От рассказа к повести: описание и повествование в прозе И.А. Бунина и А.И. Куприна

ИНДИВИДУАЛЬНЫЙ СТИЛЬ И.А. БУНИНА: ЧЕРТЫ СТИЛЯ ЭПОХИ И «СВОЙ ГОЛОС»

Прозаические и поэтические доминанты. Композиционные повторы и параллелизм. Типы деталей и их функция в произведении. Способы формирования динамичности и статичности изобразительного начала в произведении.

XX век, имеющий особую страсть не только к именованию, но еще в большей степени к переименованию, переназыванию, в характеристике творчества Бунина не обходится без того, чтобы больше выразить себя, чем открыть тайну его письма. Таковы часто споры о его «импрессионизме» или новейшие дискуссии о «феноменологическом романе», по существу, имеющие отдаленное отношение к стилю И.А. Бунина, весьма скептически относившегося к разного рода теоретизированиям, зато необычайно чуткого к слову, к звуку, к ритмам, разным складам речи. Все это заставляет нас вернуться к размышлениям писателя о сути художественной словесности, о стиле эпохи, в которую жил и творил он, к его собственному индивидуальному стилю.
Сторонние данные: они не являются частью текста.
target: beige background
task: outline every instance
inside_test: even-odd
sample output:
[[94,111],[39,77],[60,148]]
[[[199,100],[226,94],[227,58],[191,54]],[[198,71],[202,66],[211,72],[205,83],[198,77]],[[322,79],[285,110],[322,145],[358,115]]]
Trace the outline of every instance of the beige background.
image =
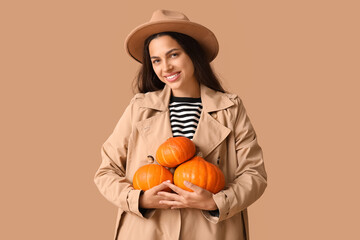
[[111,239],[93,184],[133,93],[126,35],[159,8],[213,30],[213,66],[243,99],[269,186],[252,240],[360,239],[356,0],[1,1],[0,239]]

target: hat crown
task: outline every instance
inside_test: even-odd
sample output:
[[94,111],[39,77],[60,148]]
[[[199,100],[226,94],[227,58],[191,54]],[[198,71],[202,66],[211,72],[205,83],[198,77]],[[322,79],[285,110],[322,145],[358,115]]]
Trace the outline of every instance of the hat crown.
[[156,21],[167,21],[167,20],[180,20],[180,21],[190,21],[185,14],[181,12],[175,12],[171,10],[156,10],[151,16],[150,22]]
[[145,40],[153,34],[177,32],[195,39],[203,48],[209,62],[219,51],[219,44],[214,33],[205,26],[192,22],[181,12],[159,9],[153,12],[149,22],[133,29],[125,40],[127,53],[142,63]]

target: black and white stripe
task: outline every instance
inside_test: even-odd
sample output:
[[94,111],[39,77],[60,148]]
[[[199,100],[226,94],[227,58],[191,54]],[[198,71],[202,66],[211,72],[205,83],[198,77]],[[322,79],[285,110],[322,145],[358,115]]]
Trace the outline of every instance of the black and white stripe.
[[169,110],[173,136],[192,139],[200,119],[201,99],[172,96]]

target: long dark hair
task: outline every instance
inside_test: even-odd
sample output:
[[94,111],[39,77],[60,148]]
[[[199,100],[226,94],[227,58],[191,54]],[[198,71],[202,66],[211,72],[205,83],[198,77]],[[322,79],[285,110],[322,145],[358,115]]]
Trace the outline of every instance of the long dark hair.
[[200,44],[192,37],[178,32],[157,33],[151,35],[145,40],[142,66],[139,69],[137,77],[134,79],[134,88],[136,88],[138,92],[152,92],[163,89],[165,86],[165,83],[160,81],[154,72],[149,53],[149,44],[151,40],[164,35],[168,35],[176,40],[190,57],[194,65],[195,78],[199,81],[199,83],[213,90],[225,92],[219,79],[213,72]]

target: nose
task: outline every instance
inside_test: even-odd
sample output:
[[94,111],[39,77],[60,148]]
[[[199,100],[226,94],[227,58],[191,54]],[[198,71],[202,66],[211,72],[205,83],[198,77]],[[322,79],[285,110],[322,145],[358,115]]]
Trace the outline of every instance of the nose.
[[173,68],[170,61],[163,61],[163,63],[164,63],[164,66],[163,66],[164,72],[169,72]]

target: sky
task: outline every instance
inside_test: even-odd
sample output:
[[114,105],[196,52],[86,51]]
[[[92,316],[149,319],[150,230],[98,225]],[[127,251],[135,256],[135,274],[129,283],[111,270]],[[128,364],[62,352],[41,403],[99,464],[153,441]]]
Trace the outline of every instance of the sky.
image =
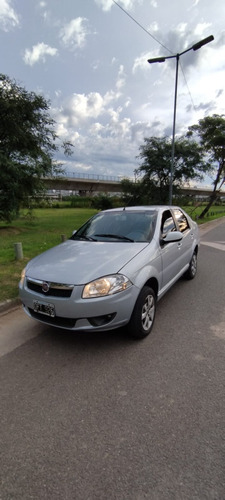
[[[224,0],[0,0],[1,73],[42,94],[68,173],[134,176],[140,145],[225,113]],[[209,185],[210,179],[205,181]]]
Можно приводить множество самохарактеристик стиля Бунина, но, пожалуй, весьма красноречивы строки дневниковой записи 1923 г., определяющие бунинское мировидение и слог, стиль его:

Grau, liber Freund, sind alle Theorien Doch ewig grun das goldne Baum des Lebens.

Он переводит Гёте «близко к подлиннику» и в образности, и ритмически, и даже «начертательно»:

Все умозрения, милый друг, серы,

Но вечно зелено златое Древо Жизни (выделено мной. —

им.у

Не случайно эти строки приведены в дневнике — они составляют продолжение полемики о самом важном в новейшей художественной словесности. Возражая Г. Адамовичу, весьма критично судившему о «внешней изобразительности», И.А. Бунин пишет в статье «На поучение молодым писателям»: «...что же делать и с этим внутреним миром без изобразительности, если хочешь его как-то показать, рассказать? Одними восклицаниями? Нечленораздельными звуками?»

«Серость», «бестелесиость» теорий, умозрений и Гёте, и Буниным противопоставляются «зелени», жизненности златого Древа Жизни. Не случайно цветовое, зрительное, «описательное» сопоставление дано у Бунина (ср. с другим переводом: «Суха теория, мой друг, / А древо жизни пышно зеленеет», где эго «зрительное» снято). В отстаивании «живописности» сказывается его собственная художественная и художническая в широком смысле (и живописца, и музыканта, и Поэта) натура.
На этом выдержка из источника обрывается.